Was kostet mich eine Kündigungsschutzklage vor dem Arbeitsgericht?

In der ersten Instanz fallen beim Arbeitsgericht keine Gerichtskosten an. Jede Partei trägt ihre eigenen Anwaltskosten, unabhängig vom Ausgang (§ 12a Abs. 1 ArbGG). Die Anwaltskosten richten sich nach dem RVG und hängen vom Streitwert ab, der bei Kündigungsschutzklagen typischerweise drei Bruttomonatsgehälter beträgt. Eine Rechtsschutzversicherung mit Arbeitsrechtsschutz übernimmt diese Kosten in der Regel. Bei geringem Einkommen kann Beratungshilfe beantragt werden (Eigengebühr 15 Euro). Gewerkschaftsmitglieder erhalten oft kostenfreie Rechtsberatung.

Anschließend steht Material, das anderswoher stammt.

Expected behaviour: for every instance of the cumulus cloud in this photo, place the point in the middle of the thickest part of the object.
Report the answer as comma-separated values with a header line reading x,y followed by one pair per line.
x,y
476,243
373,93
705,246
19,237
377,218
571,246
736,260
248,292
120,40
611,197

Kann ich während einer Krankheit überhaupt gekündigt werden?

Ja, Krankheit bietet keinen generellen Kündigungsschutz. Eine Kündigung während des Krankenstands ist rechtlich zulässig, sofern die strengen Voraussetzungen einer personenbedingten Kündigung nach § 1 Abs. 2 KSchG erfüllt sind. Der Arbeitgeber muss eine negative Gesundheitsprognose, erhebliche betriebliche Beeinträchtigungen und eine zugunsten des Arbeitgebers ausfallende Interessenabwägung nachweisen. Zudem muss in der Regel ein Betriebliches Eingliederungsmanagement durchgeführt worden sein. Fehlt eine dieser Voraussetzungen, ist die Kündigung unwirksam.

Was ist ein Betriebliches Eingliederungsmanagement (BEM) und muss ich daran teilnehmen?

Das BEM nach § 167 Abs. 2 SGB IX ist ein Verfahren, bei dem Arbeitgeber und Arbeitnehmer gemeinsam Maßnahmen erörtern, um Arbeitsunfähigkeit zu überwinden und den Arbeitsplatz zu erhalten. Der Arbeitgeber ist verpflichtet, ein BEM anzubieten, wenn der Arbeitnehmer innerhalb eines Jahres länger als sechs Wochen arbeitsunfähig war. Die Teilnahme ist für den Arbeitnehmer freiwillig; eine Ablehnung darf nicht nachteilig ausgelegt werden. Unterlässt der Arbeitgeber das BEM, kann dies eine spätere Kündigung unwirksam machen.

Wie läuft die Vermittlung über anwaltarbeitsrecht.net/ ab?

Sie stellen über das Portal eine kostenlose und unverbindliche Erstanfrage, in der Sie Ihren Fall schildern. Die Anfrage wird an einen Fachanwalt für Arbeitsrecht aus dem Partner-Netzwerk weitergeleitet. Dieser prüft die rechtliche Situation und gibt eine erste Einschätzung zu Erfolgsaussichten und möglichem Vorgehen. Auf dieser Grundlage entscheiden Sie, ob Sie den Anwalt mit der weiteren Bearbeitung beauftragen möchten. Die Vermittlung selbst ist kostenfrei; Anwaltskosten entstehen erst bei Mandatserteilung nach RVG oder individueller Vereinbarung.

Was passiert, wenn ich einen Aufhebungsvertrag nach der Kündigung unterschreibe?

Mit Unterzeichnung eines Aufhebungsvertrags verzichten Sie auf das Recht, die Wirksamkeit der Kündigung gerichtlich überprüfen zu lassen. Das Arbeitsverhältnis endet zu dem im Vertrag vereinbarten Zeitpunkt – unabhängig davon, ob die ursprüngliche Kündigung wirksam gewesen wäre. Zudem droht eine Sperrzeit beim Arbeitslosengeld von bis zu zwölf Wochen, wenn die Agentur für Arbeit annimmt, Sie hätten das Arbeitsverhältnis freiwillig beendet. Unterschreiben Sie daher keinen Aufhebungsvertrag, bevor Sie diesen anwaltlich prüfen lassen.